El desconcertante giro de los acontecimientos dejó a Siegfried sin habla.
***
«¡Ah! ¡Qué curiosidad! Siegfried se rascó la cabeza y trató en vano de encontrarle sentido a la situación. Finalmente, decidió preguntar a la persona que tenía delante: «Disculpe».
«¿Sí?»
«¿Por qué es tan importante que el joven haya pisado una moneda de oro?».
«¡Hoho! Podrías meterte en problemas por decir eso, amigo mío».
«¿Qué…?»
«¿No sabes lo que está grabado en el reverso de la moneda?».
«No estoy seguro…»
«Ah, entonces debes ser extranjero. Entonces, déjame decírtelo para que te libres de una buena paliza. Toma, echa un vistazo a esto», dijo el hombre. Sacó una moneda de oro y se la mostró a Siegfried antes de explicarle: «Esta es la moneda oficial acuñada por nuestro reino, y en su reverso está grabado…»
«…!»
«…el rostro de nuestro Gran Rey.

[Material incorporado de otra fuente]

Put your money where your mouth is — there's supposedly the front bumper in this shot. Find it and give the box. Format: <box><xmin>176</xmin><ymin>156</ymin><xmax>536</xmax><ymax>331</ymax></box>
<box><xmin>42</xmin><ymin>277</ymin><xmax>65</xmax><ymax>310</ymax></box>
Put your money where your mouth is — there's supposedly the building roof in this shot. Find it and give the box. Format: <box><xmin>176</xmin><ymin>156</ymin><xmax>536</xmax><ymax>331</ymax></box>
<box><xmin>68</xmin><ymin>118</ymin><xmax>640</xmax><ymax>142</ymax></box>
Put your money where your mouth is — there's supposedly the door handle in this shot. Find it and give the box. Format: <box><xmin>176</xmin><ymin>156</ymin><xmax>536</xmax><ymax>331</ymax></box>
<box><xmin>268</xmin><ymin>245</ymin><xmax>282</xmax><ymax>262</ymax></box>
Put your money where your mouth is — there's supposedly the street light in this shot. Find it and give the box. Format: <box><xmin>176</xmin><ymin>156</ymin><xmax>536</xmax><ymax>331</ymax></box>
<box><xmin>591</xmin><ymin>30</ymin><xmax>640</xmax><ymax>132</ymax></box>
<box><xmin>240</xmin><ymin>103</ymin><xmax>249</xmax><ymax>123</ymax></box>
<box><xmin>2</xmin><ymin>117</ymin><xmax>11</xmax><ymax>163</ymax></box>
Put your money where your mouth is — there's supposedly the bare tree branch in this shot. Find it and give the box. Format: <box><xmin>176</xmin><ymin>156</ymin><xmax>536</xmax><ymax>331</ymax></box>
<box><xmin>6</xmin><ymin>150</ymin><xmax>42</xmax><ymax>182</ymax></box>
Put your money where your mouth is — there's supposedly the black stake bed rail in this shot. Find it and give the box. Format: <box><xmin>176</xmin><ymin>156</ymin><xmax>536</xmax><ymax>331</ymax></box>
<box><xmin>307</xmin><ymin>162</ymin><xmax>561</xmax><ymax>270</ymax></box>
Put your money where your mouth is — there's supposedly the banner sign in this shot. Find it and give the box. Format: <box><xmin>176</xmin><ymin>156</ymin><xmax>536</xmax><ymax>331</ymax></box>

Ahora, ¿entiendes? ¡Esta moneda es tan buena como la cara de Su Majestad, Nuestro amado Gran Rey Siegfried van Proa!»
«¡Por favor… por favor dejen de golpear a la gente por mi causa!» Siegfried gritó, y su rostro se puso rojo brillante. En este momento, realmente quería esconderse en un agujero en alguna parte.